2025 - 11¶
Plan 1: Launch Arbitrage Live Trading¶
- Final Safety Validation: Verify risk limits, position sizing, capital allocation
- Live Environment Setup: Configure production API keys, wallet setup, exchange connections
- Deploy to Production: Launch arbitrage strategy with real capital
- Monitor Initial Performance: Track first 48-72 hours of live trading
- Establish Baseline Metrics: Document live P&L, execution costs, latency, error rates
Success Criteria: Arbitrage strategy running live with real capital by Week 1
Progress 1¶
Status: ✅ Launched with Issues
Metrics:
| Metric | Value | Note |
|---|---|---|
| Total P&L | $-8.36 | Small loss, capital preserved |
| NAV | $8,807.75 | 99.9% capital retained |
| Avg Win Rate | 23.0% | Below target |
| Avg Sharpe | 0.19 | Low but positive |
| Max Drawdown | 0.0% | No drawdowns |
| Total Exposure | $0.62 | Conservative exposure |
Strategy Performance:
| Strategy | Status | P&L | Win Rate | Sharpe | Trades |
|---|---|---|---|---|---|
| v0 | KILLED | $-7.45 | 0.0% | N/A | 1 |
| v1 | CLOSE_ONLY | $-2.41 | 35.7% | -0.00 | 14 |
| v2 | CLOSE_ONLY | $-0.46 | 33.3% | 0.38 | 3 |
Details:
- 18 total trades executed across all strategies
- Dashboard summary metrics were misleading (showed 0% fill rate)

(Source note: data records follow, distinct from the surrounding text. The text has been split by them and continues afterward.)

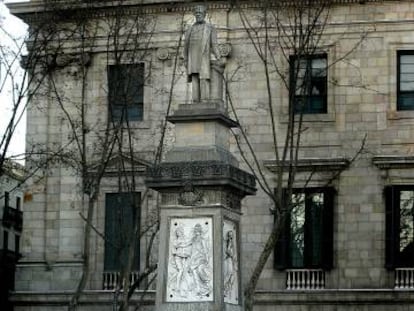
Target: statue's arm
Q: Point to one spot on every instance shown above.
(214, 43)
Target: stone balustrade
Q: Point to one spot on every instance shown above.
(305, 279)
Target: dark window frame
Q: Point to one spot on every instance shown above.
(114, 257)
(283, 255)
(126, 92)
(401, 95)
(5, 240)
(394, 257)
(310, 107)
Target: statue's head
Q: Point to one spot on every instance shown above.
(200, 13)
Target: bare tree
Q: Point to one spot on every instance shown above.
(286, 37)
(95, 140)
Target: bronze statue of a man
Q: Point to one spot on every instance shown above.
(200, 41)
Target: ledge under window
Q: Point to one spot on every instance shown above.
(392, 162)
(310, 165)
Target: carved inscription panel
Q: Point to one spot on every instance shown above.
(190, 261)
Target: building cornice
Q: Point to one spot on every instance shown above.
(35, 10)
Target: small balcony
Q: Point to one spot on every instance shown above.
(112, 279)
(305, 279)
(12, 218)
(404, 278)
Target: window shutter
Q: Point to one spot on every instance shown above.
(390, 222)
(281, 253)
(328, 229)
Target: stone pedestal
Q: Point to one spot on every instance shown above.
(201, 189)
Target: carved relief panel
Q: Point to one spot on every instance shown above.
(230, 263)
(190, 260)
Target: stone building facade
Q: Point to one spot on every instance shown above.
(10, 227)
(362, 259)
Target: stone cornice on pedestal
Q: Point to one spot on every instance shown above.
(393, 162)
(199, 173)
(202, 112)
(310, 165)
(34, 10)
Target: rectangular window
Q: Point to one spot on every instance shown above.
(17, 244)
(122, 210)
(405, 80)
(308, 81)
(18, 203)
(5, 240)
(126, 92)
(6, 199)
(306, 240)
(399, 226)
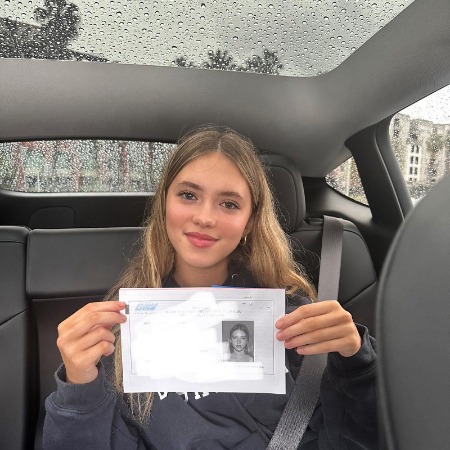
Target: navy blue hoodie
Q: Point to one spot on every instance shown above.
(94, 417)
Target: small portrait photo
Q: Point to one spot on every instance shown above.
(238, 340)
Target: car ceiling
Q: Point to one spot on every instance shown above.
(306, 118)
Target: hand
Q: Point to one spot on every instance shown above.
(86, 336)
(321, 327)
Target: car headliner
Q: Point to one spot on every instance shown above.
(308, 119)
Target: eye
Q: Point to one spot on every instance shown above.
(230, 205)
(186, 195)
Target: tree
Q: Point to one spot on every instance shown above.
(268, 63)
(59, 22)
(219, 60)
(182, 61)
(222, 60)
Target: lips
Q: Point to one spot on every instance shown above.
(200, 240)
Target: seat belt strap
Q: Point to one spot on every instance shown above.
(306, 391)
(331, 257)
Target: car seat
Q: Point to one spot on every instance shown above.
(413, 319)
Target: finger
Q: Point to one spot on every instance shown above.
(81, 324)
(70, 348)
(112, 306)
(322, 347)
(307, 311)
(318, 336)
(329, 320)
(82, 369)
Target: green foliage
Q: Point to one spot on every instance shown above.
(222, 60)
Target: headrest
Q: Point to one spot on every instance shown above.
(413, 319)
(77, 262)
(287, 187)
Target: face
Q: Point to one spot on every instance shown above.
(238, 340)
(208, 210)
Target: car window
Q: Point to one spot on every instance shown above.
(82, 165)
(346, 180)
(420, 138)
(269, 36)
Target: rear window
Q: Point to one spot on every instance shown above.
(82, 165)
(420, 138)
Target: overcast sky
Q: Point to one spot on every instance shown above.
(310, 37)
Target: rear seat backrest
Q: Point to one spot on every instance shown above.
(67, 269)
(16, 355)
(71, 267)
(358, 281)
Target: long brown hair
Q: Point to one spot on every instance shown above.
(267, 253)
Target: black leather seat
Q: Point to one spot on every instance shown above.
(358, 282)
(414, 329)
(17, 380)
(67, 268)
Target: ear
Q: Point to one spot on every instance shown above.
(249, 226)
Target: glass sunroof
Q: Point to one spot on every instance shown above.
(299, 38)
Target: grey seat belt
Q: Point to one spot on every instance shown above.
(305, 393)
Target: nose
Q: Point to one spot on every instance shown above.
(204, 215)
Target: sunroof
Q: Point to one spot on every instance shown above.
(298, 38)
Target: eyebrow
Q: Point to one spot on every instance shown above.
(192, 185)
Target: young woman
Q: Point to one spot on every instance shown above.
(238, 344)
(212, 222)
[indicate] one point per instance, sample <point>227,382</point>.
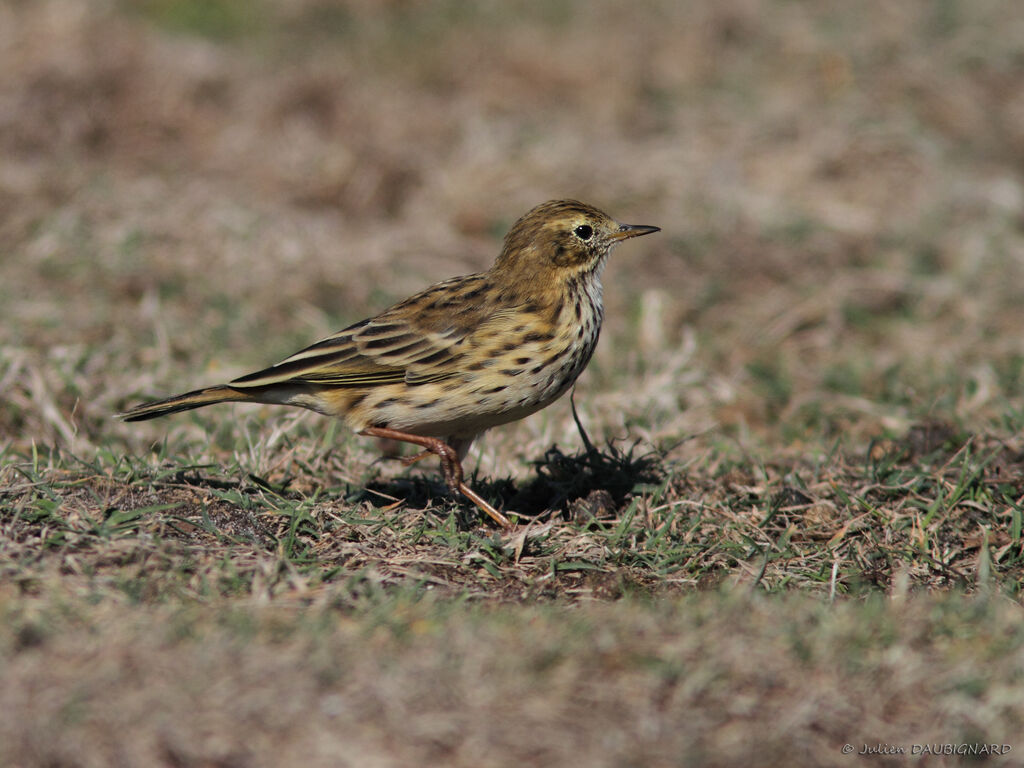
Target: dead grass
<point>810,384</point>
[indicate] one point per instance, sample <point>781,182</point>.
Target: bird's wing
<point>415,342</point>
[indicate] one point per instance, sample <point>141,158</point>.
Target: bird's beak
<point>633,230</point>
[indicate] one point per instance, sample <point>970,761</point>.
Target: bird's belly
<point>464,404</point>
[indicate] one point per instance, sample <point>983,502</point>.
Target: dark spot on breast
<point>556,310</point>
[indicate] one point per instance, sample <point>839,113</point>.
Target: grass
<point>784,514</point>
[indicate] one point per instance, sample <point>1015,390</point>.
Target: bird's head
<point>562,239</point>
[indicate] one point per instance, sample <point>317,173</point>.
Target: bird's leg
<point>451,466</point>
<point>409,461</point>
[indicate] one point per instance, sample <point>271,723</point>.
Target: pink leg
<point>451,466</point>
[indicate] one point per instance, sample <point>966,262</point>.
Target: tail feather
<point>186,401</point>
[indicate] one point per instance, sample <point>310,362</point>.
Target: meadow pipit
<point>469,353</point>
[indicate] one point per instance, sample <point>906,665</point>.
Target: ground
<point>783,518</point>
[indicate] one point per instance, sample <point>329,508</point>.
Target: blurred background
<point>194,188</point>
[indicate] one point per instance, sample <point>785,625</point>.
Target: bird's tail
<point>186,401</point>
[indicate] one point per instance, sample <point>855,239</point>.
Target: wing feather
<point>415,342</point>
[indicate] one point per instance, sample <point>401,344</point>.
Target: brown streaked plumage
<point>464,355</point>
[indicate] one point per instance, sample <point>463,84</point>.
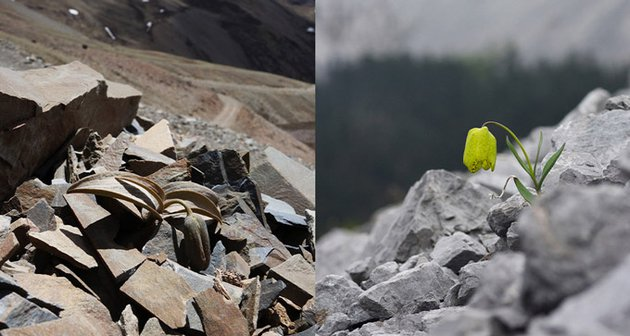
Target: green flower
<point>481,150</point>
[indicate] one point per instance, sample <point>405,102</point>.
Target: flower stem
<point>531,171</point>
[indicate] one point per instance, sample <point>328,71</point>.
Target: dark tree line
<point>382,123</point>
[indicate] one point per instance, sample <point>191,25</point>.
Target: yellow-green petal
<point>480,150</point>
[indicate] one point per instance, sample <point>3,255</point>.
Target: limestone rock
<point>42,108</point>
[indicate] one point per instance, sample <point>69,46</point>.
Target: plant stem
<point>531,172</point>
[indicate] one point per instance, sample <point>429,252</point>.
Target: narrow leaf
<point>518,158</point>
<point>527,195</point>
<point>550,163</point>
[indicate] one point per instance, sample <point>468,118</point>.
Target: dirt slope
<point>267,103</point>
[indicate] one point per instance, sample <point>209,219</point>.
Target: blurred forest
<point>381,123</point>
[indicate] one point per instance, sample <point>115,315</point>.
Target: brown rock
<point>42,108</point>
<point>158,139</point>
<point>67,243</point>
<point>83,310</point>
<point>235,263</point>
<point>100,228</point>
<point>299,277</point>
<point>160,291</point>
<point>283,178</point>
<point>9,246</point>
<point>220,316</point>
<point>251,302</point>
<point>16,311</point>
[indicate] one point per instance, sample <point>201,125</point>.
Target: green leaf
<point>552,161</point>
<point>527,195</point>
<point>518,158</point>
<point>538,152</point>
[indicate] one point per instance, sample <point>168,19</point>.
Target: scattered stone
<point>457,250</point>
<point>220,316</point>
<point>502,215</point>
<point>129,322</point>
<point>602,309</point>
<point>470,278</point>
<point>285,179</point>
<point>42,215</point>
<point>44,107</point>
<point>270,289</point>
<point>439,204</point>
<point>429,283</point>
<point>158,139</point>
<point>572,237</point>
<point>299,276</point>
<point>170,305</point>
<point>380,274</point>
<point>16,311</point>
<point>336,294</point>
<point>67,243</point>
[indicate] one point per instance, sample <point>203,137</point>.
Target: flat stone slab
<point>43,108</point>
<point>160,291</point>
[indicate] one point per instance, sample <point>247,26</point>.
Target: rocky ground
<point>130,261</point>
<point>452,261</point>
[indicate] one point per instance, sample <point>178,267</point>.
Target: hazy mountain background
<point>400,82</point>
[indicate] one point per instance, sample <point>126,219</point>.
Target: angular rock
<point>336,294</point>
<point>457,250</point>
<point>220,316</point>
<point>42,108</point>
<point>337,250</point>
<point>100,228</point>
<point>572,237</point>
<point>602,309</point>
<point>158,139</point>
<point>285,179</point>
<point>16,311</point>
<point>76,305</point>
<point>8,247</point>
<point>429,284</point>
<point>470,278</point>
<point>235,263</point>
<point>468,322</point>
<point>621,102</point>
<point>381,273</point>
<point>439,204</point>
<point>502,215</point>
<point>170,305</point>
<point>251,302</point>
<point>270,289</point>
<point>42,215</point>
<point>299,276</point>
<point>129,322</point>
<point>67,243</point>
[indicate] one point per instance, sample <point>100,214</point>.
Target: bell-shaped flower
<point>481,150</point>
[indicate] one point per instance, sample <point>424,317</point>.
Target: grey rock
<point>602,309</point>
<point>592,143</point>
<point>335,294</point>
<point>429,283</point>
<point>621,102</point>
<point>502,215</point>
<point>269,291</point>
<point>439,204</point>
<point>217,259</point>
<point>334,322</point>
<point>457,250</point>
<point>337,250</point>
<point>513,239</point>
<point>16,311</point>
<point>380,273</point>
<point>572,237</point>
<point>468,322</point>
<point>470,278</point>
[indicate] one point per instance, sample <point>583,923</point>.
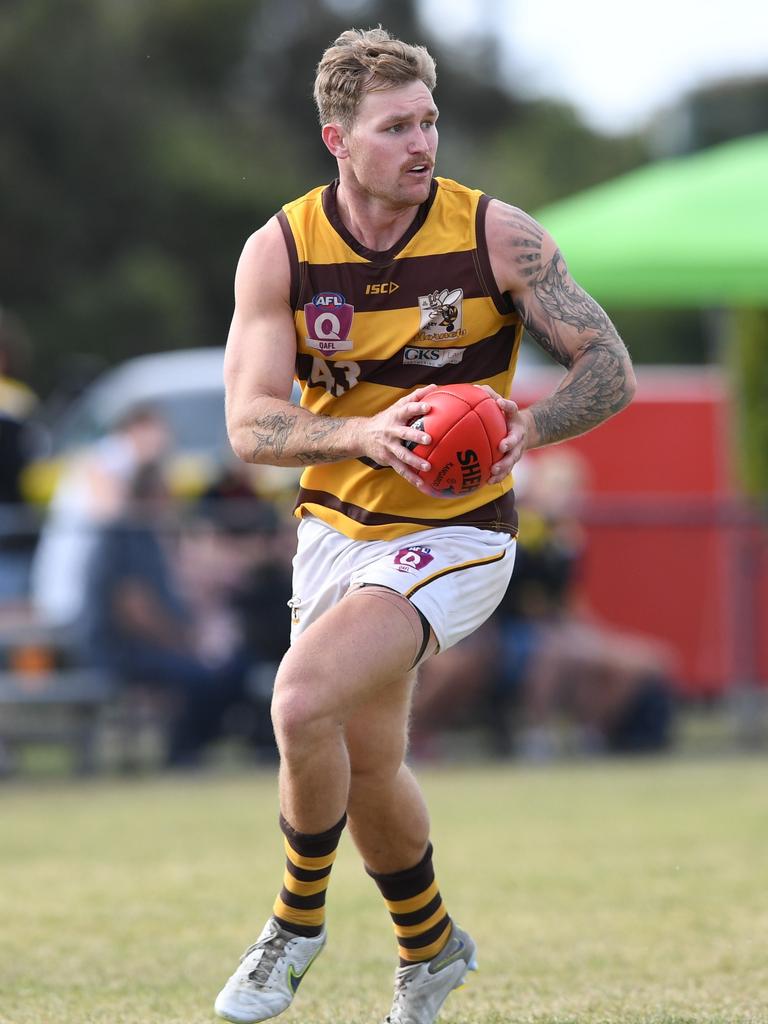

- v2 strategy achieved positive Sharpe (0.38), showing core logic works
- Both Binance and Hyperliquid gateways operational with 0 errors
Key Finding: High latency (~1M ms) hurting arbitrage profitability. Cross-venue arbitrage requires faster execution - current Binance + Hyperliquid setup too slow for millisecond opportunities.
Plan 2: ML Development¶
- Deploy Dual-Model: Launch ternary classification with regime awareness
- [i] Improve Regression Performance: Achieve MAE ≤10 bips, MAPE ≤20%, R² >0, 65%+ directional accuracy
- [i] Feature Engineering: Optimize feature set for model generalization
- Endpoint Deployment: Re-deploy endpoints without duplicate pipelines
- Metrics Calibration: Finalize confidence thresholds and quality assessment
Success Criteria: ML model meets target performance metrics
Progress 2¶
Status: ✅ Architecture Complete, ❌ Performance Gap
Metrics:
| Metric | Target | Test Result | Status |
|---|---|---|---|
| Direction Accuracy | 65%+ | 43.2% | ❌ Gap: -22% |
| R² | >0 | -1.63 | ❌ Negative |
| MAPE | ≤20% | 4.85% | ✅ Met |
| Correlation | >0.3 | 0.07 | ❌ Low |
Details - Architecture Completed:
- Full ternary classification (−1/0/+1) with flat class now predicted
- Class-weighted CE loss + Focal loss + label smoothing for imbalance
- Weighted Expectile Loss for scale prediction
- Time-series CV (Blocked K-Fold, Growing Window)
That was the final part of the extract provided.